According to the New Zealand Herald, 98% of the abortions in New Zealand were carried out to preserve women's mental health. Commenting on this, Dr. Fergusson stated the law allows for abortion if continuing a pregnancy endangers a woman's mental health and is "based on a conjecture" since the costs and benefits were never examined scientifically. According to Fergusson, "the health aspect was always secondary to personal choice."

The American Psychological Association's empirically unsupported position is that not having access to abortion is more hazardous to mental health than having one. Amazingly a professional science organization would take this position without supportive evidence and continues to make the claim that abortion is a harmless procedure despite a wealth of evidence to the contrary.

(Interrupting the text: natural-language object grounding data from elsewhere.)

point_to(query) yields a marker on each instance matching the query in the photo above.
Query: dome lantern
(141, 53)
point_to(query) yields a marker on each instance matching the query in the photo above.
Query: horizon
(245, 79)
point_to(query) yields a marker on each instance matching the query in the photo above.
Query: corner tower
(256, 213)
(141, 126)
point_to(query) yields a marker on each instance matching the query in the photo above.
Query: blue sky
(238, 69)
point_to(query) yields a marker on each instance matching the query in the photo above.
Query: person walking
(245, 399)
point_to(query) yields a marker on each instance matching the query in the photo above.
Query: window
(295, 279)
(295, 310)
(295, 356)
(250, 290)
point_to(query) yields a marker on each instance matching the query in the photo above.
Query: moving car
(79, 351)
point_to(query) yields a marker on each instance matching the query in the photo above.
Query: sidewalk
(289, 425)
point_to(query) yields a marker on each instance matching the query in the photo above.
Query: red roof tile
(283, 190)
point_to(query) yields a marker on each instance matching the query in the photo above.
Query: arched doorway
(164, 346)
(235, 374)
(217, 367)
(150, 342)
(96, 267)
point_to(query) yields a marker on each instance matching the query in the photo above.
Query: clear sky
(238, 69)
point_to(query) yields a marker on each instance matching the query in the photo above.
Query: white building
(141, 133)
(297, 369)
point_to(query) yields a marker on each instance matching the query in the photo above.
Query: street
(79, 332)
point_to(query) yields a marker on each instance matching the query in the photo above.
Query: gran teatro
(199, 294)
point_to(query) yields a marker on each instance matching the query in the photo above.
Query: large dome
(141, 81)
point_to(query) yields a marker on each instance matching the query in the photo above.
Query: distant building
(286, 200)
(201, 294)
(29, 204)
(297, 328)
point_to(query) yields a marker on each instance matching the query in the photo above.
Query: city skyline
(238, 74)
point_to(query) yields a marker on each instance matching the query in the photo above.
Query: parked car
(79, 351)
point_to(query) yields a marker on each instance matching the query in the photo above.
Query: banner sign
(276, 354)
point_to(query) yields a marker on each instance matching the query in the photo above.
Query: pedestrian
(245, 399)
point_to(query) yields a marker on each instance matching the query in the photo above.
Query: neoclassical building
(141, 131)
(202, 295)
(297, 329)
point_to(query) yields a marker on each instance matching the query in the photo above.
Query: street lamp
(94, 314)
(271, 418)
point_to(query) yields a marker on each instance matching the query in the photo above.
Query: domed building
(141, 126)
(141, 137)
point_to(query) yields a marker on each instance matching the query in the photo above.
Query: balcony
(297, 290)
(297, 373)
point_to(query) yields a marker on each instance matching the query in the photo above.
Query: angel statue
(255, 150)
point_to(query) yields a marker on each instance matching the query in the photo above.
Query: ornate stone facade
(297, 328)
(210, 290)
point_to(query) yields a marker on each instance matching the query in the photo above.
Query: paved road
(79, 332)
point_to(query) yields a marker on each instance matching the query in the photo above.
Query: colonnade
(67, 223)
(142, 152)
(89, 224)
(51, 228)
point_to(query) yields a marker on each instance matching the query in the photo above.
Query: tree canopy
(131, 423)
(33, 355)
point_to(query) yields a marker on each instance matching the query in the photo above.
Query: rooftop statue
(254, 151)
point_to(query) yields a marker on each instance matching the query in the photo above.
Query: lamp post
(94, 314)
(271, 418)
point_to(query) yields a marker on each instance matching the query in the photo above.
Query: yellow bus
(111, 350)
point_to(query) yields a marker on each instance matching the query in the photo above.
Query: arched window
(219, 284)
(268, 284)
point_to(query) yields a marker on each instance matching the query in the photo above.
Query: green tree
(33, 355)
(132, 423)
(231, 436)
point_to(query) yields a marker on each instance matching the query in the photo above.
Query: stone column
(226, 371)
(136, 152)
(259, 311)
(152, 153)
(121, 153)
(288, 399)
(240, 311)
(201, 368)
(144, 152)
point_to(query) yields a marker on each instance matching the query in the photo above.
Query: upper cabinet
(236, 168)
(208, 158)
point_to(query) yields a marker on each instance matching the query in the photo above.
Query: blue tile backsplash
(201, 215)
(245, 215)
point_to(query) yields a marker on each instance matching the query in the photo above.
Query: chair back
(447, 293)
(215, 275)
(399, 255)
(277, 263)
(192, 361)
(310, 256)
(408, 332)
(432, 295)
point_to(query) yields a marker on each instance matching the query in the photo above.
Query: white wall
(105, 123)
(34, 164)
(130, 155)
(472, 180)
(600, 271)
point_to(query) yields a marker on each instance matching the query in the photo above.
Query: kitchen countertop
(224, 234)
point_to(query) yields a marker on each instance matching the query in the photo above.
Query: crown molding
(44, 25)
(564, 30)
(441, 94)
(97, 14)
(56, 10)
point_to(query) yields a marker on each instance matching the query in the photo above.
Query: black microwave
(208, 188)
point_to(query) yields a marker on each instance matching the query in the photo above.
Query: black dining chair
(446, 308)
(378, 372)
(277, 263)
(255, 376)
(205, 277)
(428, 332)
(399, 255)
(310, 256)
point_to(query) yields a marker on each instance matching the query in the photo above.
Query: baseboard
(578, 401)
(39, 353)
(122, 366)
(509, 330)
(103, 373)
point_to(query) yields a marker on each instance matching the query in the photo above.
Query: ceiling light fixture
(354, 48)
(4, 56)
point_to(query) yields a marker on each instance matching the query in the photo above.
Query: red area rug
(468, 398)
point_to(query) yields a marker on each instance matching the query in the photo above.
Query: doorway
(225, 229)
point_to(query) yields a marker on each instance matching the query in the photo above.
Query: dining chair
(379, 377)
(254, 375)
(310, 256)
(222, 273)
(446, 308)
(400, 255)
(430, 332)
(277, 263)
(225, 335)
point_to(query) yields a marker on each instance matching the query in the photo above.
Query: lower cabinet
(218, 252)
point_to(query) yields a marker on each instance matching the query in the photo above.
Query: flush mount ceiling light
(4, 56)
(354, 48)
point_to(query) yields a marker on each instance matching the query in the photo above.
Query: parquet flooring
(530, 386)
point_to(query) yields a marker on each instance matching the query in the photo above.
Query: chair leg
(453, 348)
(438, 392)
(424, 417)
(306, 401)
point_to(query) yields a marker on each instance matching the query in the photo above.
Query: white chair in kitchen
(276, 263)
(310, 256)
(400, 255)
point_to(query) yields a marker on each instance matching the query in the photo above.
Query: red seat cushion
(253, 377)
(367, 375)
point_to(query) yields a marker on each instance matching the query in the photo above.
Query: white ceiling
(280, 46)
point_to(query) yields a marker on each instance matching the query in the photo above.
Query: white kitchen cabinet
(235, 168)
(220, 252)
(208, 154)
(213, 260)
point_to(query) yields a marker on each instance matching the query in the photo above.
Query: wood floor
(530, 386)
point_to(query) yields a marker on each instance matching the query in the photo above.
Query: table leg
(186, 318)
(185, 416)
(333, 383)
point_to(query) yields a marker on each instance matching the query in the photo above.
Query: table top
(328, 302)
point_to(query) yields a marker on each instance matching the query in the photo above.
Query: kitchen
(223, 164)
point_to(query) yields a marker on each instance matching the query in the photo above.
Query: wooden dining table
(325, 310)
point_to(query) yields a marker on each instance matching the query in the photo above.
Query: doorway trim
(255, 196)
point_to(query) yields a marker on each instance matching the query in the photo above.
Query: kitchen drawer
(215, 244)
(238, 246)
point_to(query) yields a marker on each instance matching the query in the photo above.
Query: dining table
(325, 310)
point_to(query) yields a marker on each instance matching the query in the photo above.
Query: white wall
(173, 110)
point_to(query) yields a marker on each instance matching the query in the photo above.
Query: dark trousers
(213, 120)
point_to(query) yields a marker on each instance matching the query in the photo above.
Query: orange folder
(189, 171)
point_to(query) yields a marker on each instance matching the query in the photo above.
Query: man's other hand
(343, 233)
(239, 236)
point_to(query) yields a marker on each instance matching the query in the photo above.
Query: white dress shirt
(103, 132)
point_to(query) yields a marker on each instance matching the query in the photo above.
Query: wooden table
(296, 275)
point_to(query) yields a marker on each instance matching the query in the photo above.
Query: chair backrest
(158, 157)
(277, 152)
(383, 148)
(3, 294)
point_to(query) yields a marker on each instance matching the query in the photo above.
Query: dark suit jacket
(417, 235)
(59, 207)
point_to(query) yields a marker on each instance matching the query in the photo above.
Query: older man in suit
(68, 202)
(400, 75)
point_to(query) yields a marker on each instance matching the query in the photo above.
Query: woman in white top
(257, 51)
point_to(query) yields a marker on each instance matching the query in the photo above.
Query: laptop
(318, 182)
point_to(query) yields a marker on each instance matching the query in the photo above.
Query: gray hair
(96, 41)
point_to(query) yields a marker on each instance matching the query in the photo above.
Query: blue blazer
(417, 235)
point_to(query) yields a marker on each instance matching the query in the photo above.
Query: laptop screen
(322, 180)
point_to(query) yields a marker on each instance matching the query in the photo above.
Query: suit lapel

According to Fergusson, "Abortion is a traumatic life event; that is, it involves difficulties. And the trauma may, in fact, predispose people to having mental illness" (ABC, 7:30 Report, March 1).

Fergusson is a strong advocate for more research and believes women and health care professionals should not blindly accept the unsupported claim that abortion is psychologically benign or beneficial. His position mirrors what the pro-life movement has said for years.

It is noteworthy that the American Psychological Association, the Alan Guttmacher Institute, and Planned Parenthood, among other organizations with a pro-abortion agenda, have had little to nothing to say about this impressive study by an admirably honest scientist. What can they say after spending years trying to convince us otherwise?

In an interview with NRL News, Dr. Priscilla Coleman of Bowling Green State University noted similar struggles publishing findings showing adverse mental health consequences associated with abortion "We have had a much easier time publishing in British and other European journals," she said.